Едва я подошла к входной двери, как та сама распахнулась и передо мной предстала дородная женщина лет пятидесяти. Незнакомка была одета в меховое манто, на её длинных светлых волосах, собранных сзади, красовалась чёрная шляпа с маленькой вуалью. Позади гостьи во дворе стоял большой роскошный экипаж.

Несколько секунд, мы так и стояли друг напротив друга, не двигаясь. Наконец, оглядев меня пронзительными голубыми глазами с ног до головы, женщина спросила низким голосом:

— С кем имею честь?

— Изабелла, — в моём горле запершило, и мой ответ прозвучал так, словно по дороге проехало несмазанное колесо.

Дама жеманно взмахнула рукой:

— И?

— И? — непонимающе переспросила её я.

— Фамилия у тебя есть, Изабелла? Кто ты и что тут делаешь?

— Изабелла Конрой, — стараясь звучать твёрдо, представилась я. — Певица бродячего театра. Временно живу здесь.

На этих словах брови гостьи удивлённо поползли вверх и бесцеремонно отстранив меня, незнакомка прошла в гостиную, снимая на ходу замшевые перчатки.
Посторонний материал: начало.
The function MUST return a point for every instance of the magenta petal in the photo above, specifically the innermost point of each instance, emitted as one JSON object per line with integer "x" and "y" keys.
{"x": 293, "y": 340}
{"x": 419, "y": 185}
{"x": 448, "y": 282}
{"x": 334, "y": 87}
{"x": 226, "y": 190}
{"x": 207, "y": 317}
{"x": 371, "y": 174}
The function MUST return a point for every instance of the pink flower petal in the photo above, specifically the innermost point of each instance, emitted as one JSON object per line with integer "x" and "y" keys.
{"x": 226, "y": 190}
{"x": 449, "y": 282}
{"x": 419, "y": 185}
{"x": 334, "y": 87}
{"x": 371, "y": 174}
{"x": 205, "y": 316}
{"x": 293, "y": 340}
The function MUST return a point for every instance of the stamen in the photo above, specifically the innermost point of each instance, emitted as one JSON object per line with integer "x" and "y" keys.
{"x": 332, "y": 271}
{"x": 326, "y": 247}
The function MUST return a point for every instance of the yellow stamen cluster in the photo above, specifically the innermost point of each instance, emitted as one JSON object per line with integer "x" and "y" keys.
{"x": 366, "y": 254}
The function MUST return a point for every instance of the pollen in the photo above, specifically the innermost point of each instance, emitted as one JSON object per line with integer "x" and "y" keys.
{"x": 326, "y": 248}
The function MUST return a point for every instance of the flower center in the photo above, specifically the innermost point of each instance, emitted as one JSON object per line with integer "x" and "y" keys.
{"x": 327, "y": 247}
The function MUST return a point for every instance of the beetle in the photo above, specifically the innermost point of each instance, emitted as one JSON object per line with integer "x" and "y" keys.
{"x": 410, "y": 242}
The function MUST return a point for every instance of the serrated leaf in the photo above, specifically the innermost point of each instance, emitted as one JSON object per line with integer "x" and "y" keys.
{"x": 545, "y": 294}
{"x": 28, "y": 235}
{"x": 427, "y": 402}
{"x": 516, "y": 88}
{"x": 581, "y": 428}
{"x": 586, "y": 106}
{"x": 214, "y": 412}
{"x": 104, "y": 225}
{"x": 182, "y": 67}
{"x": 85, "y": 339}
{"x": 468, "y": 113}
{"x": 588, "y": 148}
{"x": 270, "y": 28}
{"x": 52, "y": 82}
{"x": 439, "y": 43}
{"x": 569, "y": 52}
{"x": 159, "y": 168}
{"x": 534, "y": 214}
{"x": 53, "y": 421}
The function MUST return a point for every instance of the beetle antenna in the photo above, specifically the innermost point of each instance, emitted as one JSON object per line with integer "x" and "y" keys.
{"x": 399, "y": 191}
Её возраст и явно высокий статус не давали мне права в свою очередь поинтересоваться, кто она такая. И я уже было хотела уйти. Но почему бы и нет?

— А вы кто? — наивно спросила я, одной ногой стоя на улице.

Мягко улыбаясь, женщина посмотрела на меня и даже с каким-то сожалением покачала головой. Мол, какая простота!

— Собственно говоря, это хозяйка дома, Анабель Драйзер, — сказал подошедший Лоран и поцеловал ей руку.